FOUR MAD-LOOKING FORMER CHANCELLORS GIVE THEIR VERDICT
ON OUR ECONOMIC PROSPECTS.
YOU'RE ALL FUCKED
By skymadeupnewsandfilth's economics floosie, Jayne Tits.
Four of the grandees of British wotsit have been talking exclusively to me about being fat.
Lord Lawson of Husband's Bosworth said that he used to be the fattest bastard chancellor in the history of the Treasury, there may have been one even bigger, fatter bastard than me during the Napoleonic Wars but I can't be sure, I was certainly fatter than Ken Clarke and Nicholas Soames squeezed together in a striped waistcoat and a bowler hat singing Alexander's Ragtime Band. But anyway, as soon as I ditched my loyal wife and got a trophy one called Tracy or Sharon or something I soon shed the pounds, the avoirdupois ones, I mean, wrote a diet book and have never been slimmer. The economy? It's all fucked-up. Bit like Margaret Thatcher.
No, Je ne regrette rien, warbled Lord Lamont of Bermondsey. I did have some slapper Miss Whiplash renting my house and running it as a brothel but I just pretended I knew nothing about it and it all blew over, rather like the money on Black Wednesday. Fat? Not any more. The economy? Asking the wrong person, my love, haven't a fucking clue.
You're not going to shout at me, are you, whispered Lord Howe of Knifings In The Back, I used to hate it when she shouted at me. And that's why I did it, The speech. You know. The one about cricket, it was cricket wasn't it? Even though in a jolly good fellow sort of way it wasn't cricket. Fat? No, that'll be my wife, Lady Elspeth, but don't say I said so. The economy? Well, yes, steady hand at the tiller, play the game, jolly good show. I think it's fucked .

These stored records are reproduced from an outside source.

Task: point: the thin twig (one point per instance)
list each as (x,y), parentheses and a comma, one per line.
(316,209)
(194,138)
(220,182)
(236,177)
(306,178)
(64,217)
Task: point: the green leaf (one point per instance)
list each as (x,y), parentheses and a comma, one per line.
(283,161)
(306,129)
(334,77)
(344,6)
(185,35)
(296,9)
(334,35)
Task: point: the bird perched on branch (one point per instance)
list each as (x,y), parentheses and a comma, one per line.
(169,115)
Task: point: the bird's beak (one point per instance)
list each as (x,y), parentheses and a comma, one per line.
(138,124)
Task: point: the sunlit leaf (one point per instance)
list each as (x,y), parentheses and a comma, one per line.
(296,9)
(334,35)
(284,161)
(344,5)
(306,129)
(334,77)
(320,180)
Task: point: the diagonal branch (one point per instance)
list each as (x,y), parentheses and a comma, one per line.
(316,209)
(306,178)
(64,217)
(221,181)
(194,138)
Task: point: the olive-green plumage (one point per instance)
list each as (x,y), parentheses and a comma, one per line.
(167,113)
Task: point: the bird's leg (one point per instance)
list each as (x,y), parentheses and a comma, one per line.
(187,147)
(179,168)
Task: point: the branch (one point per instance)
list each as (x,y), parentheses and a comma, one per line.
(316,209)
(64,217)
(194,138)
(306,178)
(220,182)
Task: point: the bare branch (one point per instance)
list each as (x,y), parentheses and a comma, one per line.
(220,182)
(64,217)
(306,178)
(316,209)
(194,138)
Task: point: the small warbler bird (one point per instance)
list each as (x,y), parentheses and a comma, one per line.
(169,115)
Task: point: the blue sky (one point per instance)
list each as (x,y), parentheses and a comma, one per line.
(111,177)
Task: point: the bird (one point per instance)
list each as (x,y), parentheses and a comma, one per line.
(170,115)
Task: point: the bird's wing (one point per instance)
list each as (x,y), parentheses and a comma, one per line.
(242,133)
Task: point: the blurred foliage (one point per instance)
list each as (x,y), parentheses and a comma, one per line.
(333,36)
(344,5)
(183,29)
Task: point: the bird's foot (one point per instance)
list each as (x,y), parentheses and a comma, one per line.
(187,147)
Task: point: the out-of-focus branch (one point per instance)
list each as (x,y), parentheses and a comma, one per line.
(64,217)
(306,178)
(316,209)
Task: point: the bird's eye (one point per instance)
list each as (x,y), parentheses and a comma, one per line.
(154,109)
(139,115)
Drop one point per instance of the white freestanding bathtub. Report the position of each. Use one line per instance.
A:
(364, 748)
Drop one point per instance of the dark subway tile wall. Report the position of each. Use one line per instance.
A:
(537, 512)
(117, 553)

He's a good boysie-woysie, is Gordon, assured Lord Dennis "The Beggarman" Healey of OldLabour. Tax 'em til the pips squeak, that's the answer. You know, in my day, if you'd blown all the dosh you just went down the IMF on hands and knees and blagged a loan off 'em. Fat, no, not really, but that's probably because I'm nearly a hundred and not long for this world. Regrets? No, that's not me, that's the other bloke, Lamont. The economy? Fucked if I care. Would you ? If you were me? One foot in the fucking grave? Didya see that George Galloway on Question Time? Man's a complete cunt. Talks like he was Che fucking Guevara. Wouldn't a happened in my day.